Estudiosos de primera fila insisten en que no existe relacion entre agudeza cognitiva y religiosidad. Es más, insinuan que, tal vez, el ateísmo o el escepticismo podría ser una alteración en un cerebro naturalmente equipado para la trascendencia. Incluso nos recuerdan la preponderancia de la irreligiosidad entre los autistas. En palabras de Adolf Tobeña: “De la misma manera que hay gente apática, asocial, perezosa o boba, la hay que no ve trascendencia en parte alguna.”

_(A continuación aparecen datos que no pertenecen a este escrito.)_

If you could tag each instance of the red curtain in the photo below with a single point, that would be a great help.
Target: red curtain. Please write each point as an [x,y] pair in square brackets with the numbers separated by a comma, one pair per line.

Discrepando de este enfoque, Satoshi Kanazawa asegura en The Intelligence Paradox (John Wiley & Sions, 2012), su libro más reciente, que el ateísmo suele ir asociado a una mayor inteligencia. La tesis de Kanazawa es que lo que llamamos inteligencia es una habilidad que se desarrolló recientemente en un Homo sapiens al que no le bastaron ya las habilidades cognitivas adaptadas a un mundo estable en el que genes y entorno ecológico iban a la par. Según su atrevida (pero documentada) teoría, las personas inteligentes suelen ser las que adoptan los modos de pensar más alejados de su naturaleza ancestral. Así aparecen criaturas extravagantes como los “progres” (liberals), los ateos o… los monógamos. Sin embargo, advierte que, quizá, este distanciamiento no sea el que consigue más gratificaciones en la vida.

¿Están los ateos menos pertrechados para afrontar la existencia que los creyentes? Hay disparidad de opiniones. Los movimientos humanistas seculares tratan de tender puentes razonables. Y desde la divulgación “pop”5 invitan a los ateos a “robar” a la religión sus “buenas ideas”. Sea como sea, conocer mejor nuestro cerebro puede señalarnos el camino hacia una nueva homeostasis.